Nature, Extent and Quality of Advisor Services. The Board considered the level and depth of knowledge of the Advisor, including the professional experience and qualifications of senior personnel. The Board discussed the Advisor's effectiveness in monitoring the performance of the Sub-Advisor and the Advisor's timeliness in responding to performance issues. In evaluating the quality of services provided by the Advisor, the Board took into account its familiarity with the Advisor's senior management through Board meetings, discussions and reports during the preceding year. The Board also took into account the Advisor's compliance policies and procedures. The quality of administrative and other services, including the Advisor's role in coordinating the activities of the Fund's other service providers, was also considered. The Board also considered the Advisor's relationship with its affiliates and the resources available to them, as well as any potential conflicts of interest. The Trustees concluded that they were satisfied with the nature, extent and quality of services provided to the Fund by the Advisor under the Management Agreement.
Advisor's Compensation and Profitability. The Board took into consideration the financial condition and profitability of the Advisor and its affiliates and the direct and indirect benefits derived by the Advisor and its affiliates from the Advisor's relationship with the Fund. The information considered by the Board included operating profit margin information for the Advisor's business as a whole. The Board noted that the Advisor pays the Sub-Advisor's sub-advisory fee out of the advisory fee the Advisor receives from the Fund. The Board reviewed the profitability of the Advisor's relationship with the Fund both before and after tax expenses and whether the Advisor has the financial wherewithal to continue to provide a high level of services to the Fund, noting the ongoing commitment of the Advisor's parent company with respect to providing support and resources as needed. The Board also considered that the Fund's distributor, an affiliate of the Advisor, receives Rule 12b-1 distribution fees from the Fund and receives a portion of the sales charges on sales or redemptions
21
Other Items (Continued)
of certain classes of shares. The Board also noted that the Advisor derives benefits to its reputation and other benefits from its association with the Fund.

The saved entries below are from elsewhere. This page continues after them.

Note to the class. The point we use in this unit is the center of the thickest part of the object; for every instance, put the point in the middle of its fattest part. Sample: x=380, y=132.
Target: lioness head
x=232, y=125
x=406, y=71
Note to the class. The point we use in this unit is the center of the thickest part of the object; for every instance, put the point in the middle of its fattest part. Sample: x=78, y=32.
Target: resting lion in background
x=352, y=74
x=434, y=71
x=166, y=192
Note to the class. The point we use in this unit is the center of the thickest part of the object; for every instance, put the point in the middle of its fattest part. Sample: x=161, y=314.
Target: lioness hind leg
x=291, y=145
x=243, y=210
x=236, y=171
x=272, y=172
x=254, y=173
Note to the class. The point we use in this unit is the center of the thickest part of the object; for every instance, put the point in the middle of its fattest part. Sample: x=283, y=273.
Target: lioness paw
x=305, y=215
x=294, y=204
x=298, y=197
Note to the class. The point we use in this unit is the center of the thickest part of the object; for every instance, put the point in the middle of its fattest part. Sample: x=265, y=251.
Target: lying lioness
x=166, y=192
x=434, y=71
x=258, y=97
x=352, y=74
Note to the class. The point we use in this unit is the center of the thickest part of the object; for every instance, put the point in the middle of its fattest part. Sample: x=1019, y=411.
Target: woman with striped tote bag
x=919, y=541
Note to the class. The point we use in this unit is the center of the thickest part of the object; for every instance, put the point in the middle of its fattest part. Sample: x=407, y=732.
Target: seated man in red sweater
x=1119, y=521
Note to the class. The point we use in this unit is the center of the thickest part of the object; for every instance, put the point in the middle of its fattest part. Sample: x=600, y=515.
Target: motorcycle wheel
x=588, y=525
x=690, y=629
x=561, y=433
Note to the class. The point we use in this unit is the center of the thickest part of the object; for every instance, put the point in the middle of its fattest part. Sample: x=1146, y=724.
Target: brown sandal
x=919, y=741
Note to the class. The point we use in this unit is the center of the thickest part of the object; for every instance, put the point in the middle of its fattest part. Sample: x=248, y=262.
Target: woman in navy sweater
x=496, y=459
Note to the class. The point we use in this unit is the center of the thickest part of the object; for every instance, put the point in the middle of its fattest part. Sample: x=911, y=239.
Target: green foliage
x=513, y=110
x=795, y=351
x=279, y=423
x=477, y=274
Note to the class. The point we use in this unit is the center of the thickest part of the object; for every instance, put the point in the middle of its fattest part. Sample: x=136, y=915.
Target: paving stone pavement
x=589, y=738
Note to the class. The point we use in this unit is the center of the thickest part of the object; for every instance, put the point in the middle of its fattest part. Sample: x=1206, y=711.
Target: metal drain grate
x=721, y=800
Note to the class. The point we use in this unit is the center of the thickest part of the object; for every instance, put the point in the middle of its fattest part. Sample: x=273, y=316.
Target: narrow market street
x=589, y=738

The Board recognized that the Advisor should be entitled to earn a reasonable level of profits in exchange for the level of services it provides to the Fund and the entrepreneurial risk that it assumes as Advisor. Based upon their review, the Trustees concluded that the Advisor's level of profitability from its relationship with the Fund was reasonable and not excessive.
Expenses and Performance. The Board compared the advisory fee and total expense ratio for the Fund with various comparative data, including the median and average advisory fees and total expense ratios of the Fund's peer group. The Board also considered, among other data, the Fund's performance results during the six-month, twelve-month, and thirty-six month periods ended September 30, 2010 and noted that the Board reviews on a quarterly basis detailed information about the Fund's performance results, portfolio composition and investment strategies. The Board also took into account current market conditions and their effect on the Fund's performance.
The Board also considered the effect of the Fund's growth and size on its performance and expenses. The Board noted that the sub-advisory fee under the Sub-Advisory Agreement was paid by the Advisor out of the advisory fee it receives from the Fund and the impact of such sub-advisory fee on the profitability of the Advisor. In reviewing the expense ratio and performance of the Fund, the Board also took into account the nature, extent and quality of the services provided by the Advisor and its affiliates.
The Board considered, among other data, the specific factors and related conclusions set forth below:
Touchstone Sands Capital Institutional Growth Fund. The Fund's advisory fee and total expense ratio were above the median of its peer group. The Board took into account management's discussion of the Fund's expenses and the Fund's advisory fee structure. The Fund's performance for the six-month, twelve-month, and thirty-six month periods ended September 30, 2010 was in the 1st quartile of its peer group. Based upon their review, the Trustees concluded that the Fund's performance was satisfactory and that the advisory fee was reasonable in light of the high quality of services received by the Fund from the Advisor and the other factors considered.
Economies of Scale. The Board considered the effect of the Fund's current size and potential growth on its performance and fees. The Board took into account management's discussion of the Fund's advisory fee structure. The Board also noted that if the Fund's assets increased over time, the Fund might realize other economies of scale if assets increased proportionally more than certain other expenses.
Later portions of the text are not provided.